From: Beman Dawes (bdawes_at_[hidden])
Date: 2008-01-04 16:16:41
Peter Dimov wrote:
> Beman Dawes:
>> Since we probably want to apply a fix that works with current compilers
>> in the field, we probably want to do something like this:
>> #if defined(BOOST_INTEL) && defined(BOOST_DINKUMWARE_STDLIB)
>> # define _SECURE_SCL 0
>> This should be applied to test programs, not to headers files. If it
>> were applied to header files (or added to the bjam toolset for Intel),
>> it would affect user code. Some users might actually want the Microsoft
>> mandated checking for their own code.
> I don't agree. In principle, the tests should be a faithful representation
> of reality; if a certain snippet of user code fails, so should the
> corresponding test.
> We can declare that we only support _SECURE_SCL=0, and run the tests with
> that defined, but we should *not* hack the tests to pass under _SECURE_SCL=1
> with the full knowledge that user code will fail under the same conditions.
I'm on the fence, but am willing to try that approach. It is simpler
that anything that involves modifying each library.
> (Our other option is to patch the libraries for EDG == 3 && _SECURE_SCL.)
Patch the standard library?

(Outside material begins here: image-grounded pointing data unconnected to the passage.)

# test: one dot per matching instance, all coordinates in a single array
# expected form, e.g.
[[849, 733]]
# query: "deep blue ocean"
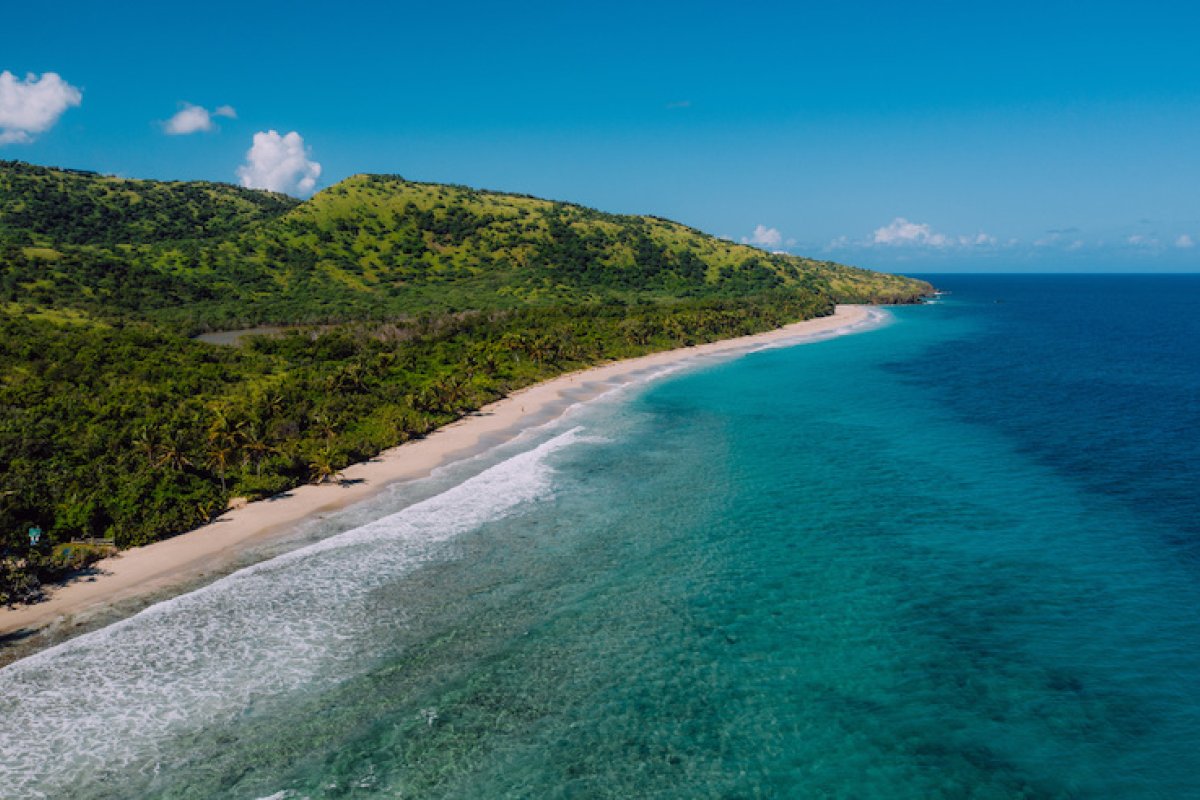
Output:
[[957, 555]]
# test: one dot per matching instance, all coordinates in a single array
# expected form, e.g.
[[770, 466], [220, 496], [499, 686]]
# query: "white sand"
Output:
[[184, 559]]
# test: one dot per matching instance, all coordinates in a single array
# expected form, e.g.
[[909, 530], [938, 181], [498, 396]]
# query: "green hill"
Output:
[[421, 302], [205, 257]]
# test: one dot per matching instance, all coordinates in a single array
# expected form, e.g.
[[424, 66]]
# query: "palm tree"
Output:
[[321, 465]]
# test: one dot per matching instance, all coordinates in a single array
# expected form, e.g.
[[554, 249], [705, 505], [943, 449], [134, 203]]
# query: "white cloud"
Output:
[[33, 106], [765, 236], [280, 163], [193, 119], [901, 232]]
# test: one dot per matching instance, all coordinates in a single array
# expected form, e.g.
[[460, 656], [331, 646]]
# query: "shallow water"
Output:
[[953, 557]]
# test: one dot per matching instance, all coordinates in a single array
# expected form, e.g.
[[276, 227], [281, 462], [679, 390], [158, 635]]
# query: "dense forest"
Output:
[[406, 305]]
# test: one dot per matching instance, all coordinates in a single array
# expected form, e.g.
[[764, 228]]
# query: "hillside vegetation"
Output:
[[413, 304]]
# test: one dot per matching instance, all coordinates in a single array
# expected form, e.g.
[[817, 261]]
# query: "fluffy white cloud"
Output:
[[280, 163], [901, 232], [33, 106], [193, 119], [765, 236]]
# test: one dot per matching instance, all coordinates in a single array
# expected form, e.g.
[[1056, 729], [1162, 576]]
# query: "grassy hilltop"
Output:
[[414, 304]]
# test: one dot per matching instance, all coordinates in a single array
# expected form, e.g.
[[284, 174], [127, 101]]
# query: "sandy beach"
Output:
[[209, 552]]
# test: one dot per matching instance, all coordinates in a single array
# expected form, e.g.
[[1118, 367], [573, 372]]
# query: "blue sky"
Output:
[[922, 137]]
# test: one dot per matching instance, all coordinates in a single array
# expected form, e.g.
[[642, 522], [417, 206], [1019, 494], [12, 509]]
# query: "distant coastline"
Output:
[[180, 563]]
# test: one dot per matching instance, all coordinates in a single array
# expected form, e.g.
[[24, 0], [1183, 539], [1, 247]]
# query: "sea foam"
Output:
[[107, 702]]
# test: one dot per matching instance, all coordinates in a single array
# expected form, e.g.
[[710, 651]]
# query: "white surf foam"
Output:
[[107, 702]]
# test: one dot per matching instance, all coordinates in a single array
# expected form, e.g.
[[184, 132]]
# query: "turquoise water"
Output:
[[919, 561]]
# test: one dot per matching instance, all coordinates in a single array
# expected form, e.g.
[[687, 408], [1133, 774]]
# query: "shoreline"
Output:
[[181, 563]]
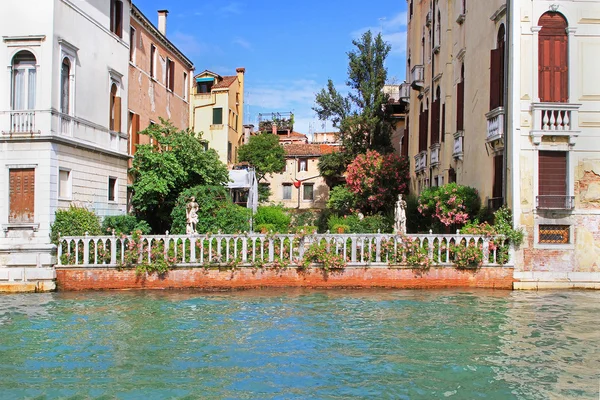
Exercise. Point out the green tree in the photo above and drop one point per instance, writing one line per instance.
(177, 160)
(264, 153)
(361, 116)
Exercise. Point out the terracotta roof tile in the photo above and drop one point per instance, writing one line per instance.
(225, 83)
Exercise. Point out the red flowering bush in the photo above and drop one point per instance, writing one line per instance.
(377, 179)
(450, 204)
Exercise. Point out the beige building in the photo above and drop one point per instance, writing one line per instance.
(505, 99)
(159, 78)
(217, 110)
(300, 185)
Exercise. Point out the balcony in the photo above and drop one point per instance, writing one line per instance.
(457, 150)
(555, 202)
(417, 77)
(495, 130)
(420, 162)
(434, 155)
(555, 119)
(22, 122)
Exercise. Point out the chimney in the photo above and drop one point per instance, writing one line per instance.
(162, 21)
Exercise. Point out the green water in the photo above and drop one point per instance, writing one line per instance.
(299, 344)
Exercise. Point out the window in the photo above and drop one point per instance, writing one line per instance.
(552, 181)
(553, 59)
(217, 116)
(116, 17)
(115, 109)
(153, 61)
(308, 191)
(21, 195)
(554, 234)
(287, 191)
(302, 164)
(132, 45)
(170, 83)
(24, 81)
(64, 184)
(112, 189)
(65, 86)
(185, 86)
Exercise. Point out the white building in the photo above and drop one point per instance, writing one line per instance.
(62, 138)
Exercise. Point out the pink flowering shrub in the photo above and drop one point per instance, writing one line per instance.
(449, 205)
(377, 179)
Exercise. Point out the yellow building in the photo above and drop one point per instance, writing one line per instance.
(217, 110)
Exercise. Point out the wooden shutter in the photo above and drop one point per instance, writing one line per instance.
(435, 122)
(135, 128)
(553, 59)
(496, 78)
(22, 191)
(117, 112)
(443, 127)
(460, 105)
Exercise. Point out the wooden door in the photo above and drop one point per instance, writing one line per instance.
(22, 191)
(553, 59)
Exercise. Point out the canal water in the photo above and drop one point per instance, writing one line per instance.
(300, 344)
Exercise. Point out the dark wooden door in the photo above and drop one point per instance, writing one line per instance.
(553, 59)
(22, 190)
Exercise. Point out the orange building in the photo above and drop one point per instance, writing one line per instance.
(159, 78)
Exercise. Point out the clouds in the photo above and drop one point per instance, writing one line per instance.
(393, 30)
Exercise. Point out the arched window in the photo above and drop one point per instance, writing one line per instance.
(553, 57)
(65, 86)
(23, 81)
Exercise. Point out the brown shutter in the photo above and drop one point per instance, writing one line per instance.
(117, 111)
(496, 78)
(443, 127)
(22, 192)
(460, 105)
(552, 170)
(553, 59)
(135, 137)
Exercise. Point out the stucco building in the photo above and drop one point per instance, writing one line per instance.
(217, 111)
(504, 98)
(159, 78)
(63, 133)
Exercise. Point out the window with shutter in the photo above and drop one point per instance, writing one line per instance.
(553, 60)
(21, 195)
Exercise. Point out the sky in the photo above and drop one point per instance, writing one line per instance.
(289, 49)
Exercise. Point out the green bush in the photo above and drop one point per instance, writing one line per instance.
(75, 221)
(124, 224)
(216, 211)
(275, 215)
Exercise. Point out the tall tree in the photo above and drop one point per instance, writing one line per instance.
(176, 160)
(361, 116)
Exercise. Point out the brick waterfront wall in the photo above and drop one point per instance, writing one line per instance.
(437, 277)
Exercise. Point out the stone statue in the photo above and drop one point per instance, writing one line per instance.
(400, 216)
(191, 214)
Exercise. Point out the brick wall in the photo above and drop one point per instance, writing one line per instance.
(100, 279)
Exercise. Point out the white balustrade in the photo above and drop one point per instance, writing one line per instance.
(280, 250)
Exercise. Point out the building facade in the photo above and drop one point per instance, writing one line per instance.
(301, 186)
(503, 98)
(159, 78)
(217, 111)
(63, 136)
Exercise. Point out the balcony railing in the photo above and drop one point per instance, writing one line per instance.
(417, 76)
(22, 122)
(421, 162)
(555, 202)
(495, 120)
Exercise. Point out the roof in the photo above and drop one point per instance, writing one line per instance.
(226, 82)
(315, 150)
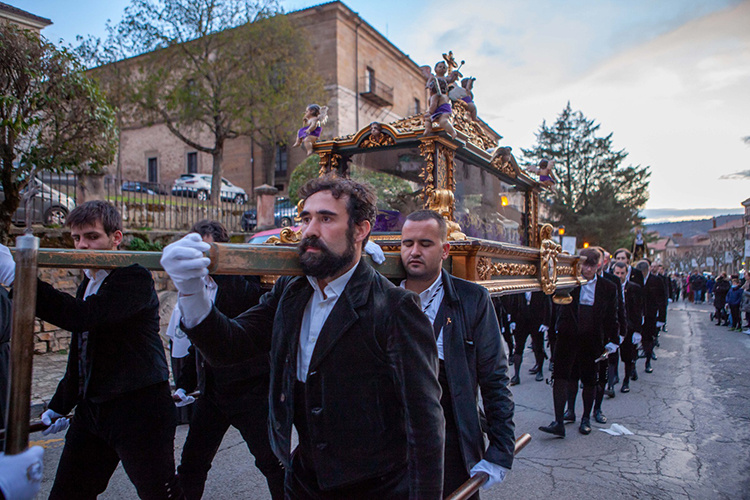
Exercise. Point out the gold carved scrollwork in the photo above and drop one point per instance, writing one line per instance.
(486, 269)
(427, 150)
(548, 251)
(383, 140)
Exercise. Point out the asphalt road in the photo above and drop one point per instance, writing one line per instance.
(690, 421)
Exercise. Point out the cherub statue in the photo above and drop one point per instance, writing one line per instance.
(315, 117)
(545, 169)
(440, 108)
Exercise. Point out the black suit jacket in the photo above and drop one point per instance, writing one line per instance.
(228, 385)
(372, 397)
(475, 358)
(605, 314)
(124, 352)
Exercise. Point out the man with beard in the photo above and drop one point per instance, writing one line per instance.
(471, 355)
(585, 328)
(633, 300)
(353, 359)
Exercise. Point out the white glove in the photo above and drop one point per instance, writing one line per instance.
(7, 266)
(181, 399)
(21, 475)
(58, 425)
(185, 263)
(496, 472)
(375, 252)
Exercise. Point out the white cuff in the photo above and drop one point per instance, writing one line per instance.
(195, 308)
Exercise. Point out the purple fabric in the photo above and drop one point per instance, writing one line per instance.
(302, 133)
(443, 109)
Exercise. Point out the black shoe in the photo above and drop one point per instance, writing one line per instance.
(555, 428)
(599, 416)
(585, 427)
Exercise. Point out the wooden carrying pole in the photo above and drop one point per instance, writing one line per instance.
(22, 344)
(477, 480)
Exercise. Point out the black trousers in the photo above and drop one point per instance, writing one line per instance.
(136, 428)
(302, 484)
(208, 425)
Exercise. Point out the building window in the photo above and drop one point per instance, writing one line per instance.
(282, 159)
(370, 80)
(192, 163)
(153, 170)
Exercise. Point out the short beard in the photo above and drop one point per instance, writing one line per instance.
(324, 264)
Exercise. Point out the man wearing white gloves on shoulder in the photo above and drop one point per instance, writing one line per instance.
(471, 351)
(117, 375)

That doesn't sound attractive.
Patch the Boost libraries? Bill Plauger suggested that as a possibility
in a private email:
> 3) Avoid the problem by making the first two arguments
> the same type, as in std::copy(a + 0, a + 10, b), or by
> making the third argument a non-array type, as in
> std::copy(a, a + 10, &b).
That seems pretty messy.
Let's go with the <define>_SECURE_SCL=0 approach, at least for now. I'll
change the toolset, or get someone else to do it if I can't figure out how.